Cette audition est intéressante à de nombreux titres. Elle est intéressante, monsieur le Premier président, parce que vous avez déjà le recul nécessaire et l'expérience préalable, avec la connaissance de pratiques antérieures. Ce double regard, interne et externe, rend votre analyse d'autant plus précieuse. Elle m'inspire cependant quelques réflexions.
Vous avez évoqué, monsieur le Premier président, parmi les avantages de la LOLF, une maquette budgétaire simplifiée, mais vous voyez bien – et le président Woerth en a parlé tout à l'heure – qu'il est toujours d'une extrême difficulté de parvenir à une vision consolidée des différents flux entre les administrations publiques, notamment entre le budget de l'État et la sécurité sociale, voire au-delà. Cela me paraît poser un problème considérable.
Il faudra un jour – vous avez évoqué la question à demi-mot – envisager la possibilité d'un document financier unique. À défaut, tout cela restera d'une complexité notoire.
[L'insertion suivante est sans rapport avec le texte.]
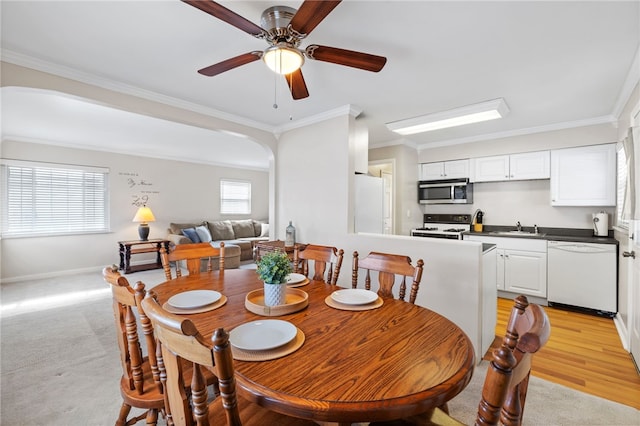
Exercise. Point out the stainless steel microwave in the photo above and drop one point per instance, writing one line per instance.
(447, 191)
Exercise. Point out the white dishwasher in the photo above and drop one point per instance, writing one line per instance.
(583, 275)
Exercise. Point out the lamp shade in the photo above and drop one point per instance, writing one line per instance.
(283, 59)
(143, 215)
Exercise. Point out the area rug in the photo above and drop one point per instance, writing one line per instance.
(548, 404)
(60, 366)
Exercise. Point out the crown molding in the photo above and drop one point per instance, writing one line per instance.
(130, 152)
(632, 80)
(105, 83)
(395, 142)
(605, 119)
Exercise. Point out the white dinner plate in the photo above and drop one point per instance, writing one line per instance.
(294, 278)
(262, 335)
(354, 296)
(194, 299)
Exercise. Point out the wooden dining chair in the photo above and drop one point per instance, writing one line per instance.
(388, 267)
(140, 384)
(192, 254)
(320, 257)
(180, 340)
(505, 385)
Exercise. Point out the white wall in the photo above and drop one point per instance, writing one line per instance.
(176, 191)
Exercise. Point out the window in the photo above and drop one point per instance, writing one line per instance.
(622, 184)
(52, 199)
(235, 197)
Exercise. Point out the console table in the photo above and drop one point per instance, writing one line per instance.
(127, 248)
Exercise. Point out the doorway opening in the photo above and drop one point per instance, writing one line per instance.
(385, 169)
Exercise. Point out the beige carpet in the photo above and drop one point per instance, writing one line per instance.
(59, 363)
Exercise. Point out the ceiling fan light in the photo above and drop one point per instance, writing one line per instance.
(475, 113)
(283, 59)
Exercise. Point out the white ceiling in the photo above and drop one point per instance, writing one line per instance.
(557, 64)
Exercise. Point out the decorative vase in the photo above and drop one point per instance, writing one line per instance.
(275, 294)
(290, 235)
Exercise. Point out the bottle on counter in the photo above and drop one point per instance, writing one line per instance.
(290, 236)
(477, 224)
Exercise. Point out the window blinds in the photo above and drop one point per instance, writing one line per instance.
(52, 199)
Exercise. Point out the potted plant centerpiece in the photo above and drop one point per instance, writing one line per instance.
(273, 268)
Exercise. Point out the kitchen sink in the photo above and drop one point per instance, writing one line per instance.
(518, 233)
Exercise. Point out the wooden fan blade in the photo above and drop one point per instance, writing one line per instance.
(350, 58)
(230, 64)
(310, 14)
(296, 83)
(226, 15)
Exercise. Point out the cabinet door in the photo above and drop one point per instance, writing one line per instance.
(487, 169)
(530, 165)
(525, 272)
(431, 171)
(584, 176)
(500, 269)
(456, 169)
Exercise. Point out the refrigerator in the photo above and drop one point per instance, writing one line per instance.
(369, 207)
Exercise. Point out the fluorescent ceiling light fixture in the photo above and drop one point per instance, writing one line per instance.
(475, 113)
(283, 59)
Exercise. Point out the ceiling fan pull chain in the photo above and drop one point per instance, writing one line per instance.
(275, 92)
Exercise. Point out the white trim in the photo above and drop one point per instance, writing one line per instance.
(47, 275)
(23, 163)
(141, 153)
(630, 82)
(622, 331)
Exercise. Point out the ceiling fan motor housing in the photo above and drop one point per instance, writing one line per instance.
(275, 21)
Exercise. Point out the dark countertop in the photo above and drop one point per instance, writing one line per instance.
(550, 234)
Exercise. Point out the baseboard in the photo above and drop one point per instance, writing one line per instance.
(44, 276)
(622, 331)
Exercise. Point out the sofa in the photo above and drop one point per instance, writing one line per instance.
(241, 233)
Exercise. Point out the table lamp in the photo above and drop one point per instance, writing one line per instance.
(144, 215)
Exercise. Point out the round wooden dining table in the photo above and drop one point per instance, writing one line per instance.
(391, 362)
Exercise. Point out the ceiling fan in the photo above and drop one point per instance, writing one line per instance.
(284, 28)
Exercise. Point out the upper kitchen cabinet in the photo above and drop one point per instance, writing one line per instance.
(444, 170)
(530, 165)
(584, 176)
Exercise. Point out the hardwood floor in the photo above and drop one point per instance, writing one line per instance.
(584, 353)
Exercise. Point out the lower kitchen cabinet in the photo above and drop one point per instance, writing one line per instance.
(525, 272)
(521, 264)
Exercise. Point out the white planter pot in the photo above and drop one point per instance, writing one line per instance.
(275, 294)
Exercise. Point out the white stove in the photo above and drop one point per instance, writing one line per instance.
(448, 226)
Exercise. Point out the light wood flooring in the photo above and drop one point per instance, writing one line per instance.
(584, 353)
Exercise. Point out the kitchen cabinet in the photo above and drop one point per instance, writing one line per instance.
(444, 170)
(584, 176)
(526, 166)
(521, 264)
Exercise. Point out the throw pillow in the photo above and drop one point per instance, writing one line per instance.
(203, 234)
(221, 230)
(243, 228)
(176, 228)
(191, 234)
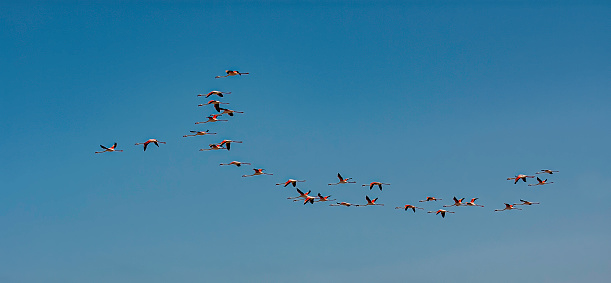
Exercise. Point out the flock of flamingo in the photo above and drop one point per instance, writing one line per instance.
(306, 197)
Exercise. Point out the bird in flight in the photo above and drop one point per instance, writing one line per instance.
(442, 211)
(540, 182)
(370, 202)
(457, 202)
(236, 163)
(518, 177)
(544, 171)
(290, 182)
(525, 202)
(370, 185)
(212, 118)
(227, 143)
(213, 146)
(257, 173)
(408, 206)
(216, 104)
(199, 133)
(342, 180)
(429, 199)
(231, 73)
(214, 92)
(508, 207)
(108, 149)
(229, 112)
(146, 143)
(472, 203)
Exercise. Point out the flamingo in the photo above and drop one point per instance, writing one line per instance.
(108, 149)
(212, 118)
(525, 202)
(146, 143)
(323, 198)
(541, 182)
(375, 184)
(408, 206)
(508, 207)
(442, 211)
(457, 202)
(370, 202)
(290, 181)
(342, 180)
(214, 92)
(229, 112)
(257, 173)
(227, 143)
(231, 73)
(429, 199)
(543, 171)
(518, 177)
(213, 146)
(472, 203)
(301, 195)
(216, 104)
(199, 133)
(236, 163)
(343, 203)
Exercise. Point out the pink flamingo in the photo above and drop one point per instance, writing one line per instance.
(146, 143)
(199, 133)
(257, 173)
(108, 149)
(342, 180)
(212, 118)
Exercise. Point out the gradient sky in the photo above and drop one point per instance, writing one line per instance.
(438, 98)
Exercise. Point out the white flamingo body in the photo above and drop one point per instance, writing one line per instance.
(146, 143)
(113, 148)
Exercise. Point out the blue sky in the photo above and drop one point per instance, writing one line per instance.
(447, 99)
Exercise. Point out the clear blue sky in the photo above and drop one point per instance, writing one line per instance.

Bien sûr, l'exercice, qui requiert une masse de travail, peut être difficile en fin d'année, mais le document financier unique permettrait de simplifier les choses.
Et, puisque vous avez mentionné tout à l'heure des écueils auxquels nous sommes exposés, les membres de la commission des finances doivent faire leur mea culpa. En 2018, la Cour des comptes a fourni 190 documents ou rapports à l'ensemble des commissions : c'est tellement considérable que nous pouvons être sûrs de ne pas en avoir exploité le dixième pour en tirer des conclusions ! Nous n'arrêtons pas de demander des rapports et lorsque nous évoquons tel ou tel sujet, par exemple en bureau de la commission des finances, nous nous demandons chaque fois : « Ah, mais... n'y a-t-il pas déjà eu un rapport sur la question il y a deux ou trois ans ? » Cette dérive, consistant à toujours demander des documents complémentaires, est inquiétante. S'ils sont mis à notre disposition, il est dommage de ne jamais les utiliser.
Tout à l'heure, vous avez évoqué, monsieur le Premier président, la difficulté de disposer d'un regard sur les moyens et les objectifs visés. Cela pourrait-il tenir à un problème d'indicateurs ? Les indicateurs de performance retenus sont erronés, vagues, trop mal construits pour nous donner une vision. Ainsi, nous nous en affranchissons très vite, et, dès que la loi de programmation est votée, nous passons à autre chose ; au moindre de ces coups de vent économiques que nous rencontrons à chaque exercice budgétaire, nous nous affranchissons de la loi de programmation, ce qui ôte toute crédibilité à l'ensemble de notre structure budgétaire.
Quant au système informatique de l'État et à l'évaluation des risques, je plaide absolument dans le même sens : la pyramide des risques est parfaitement absente.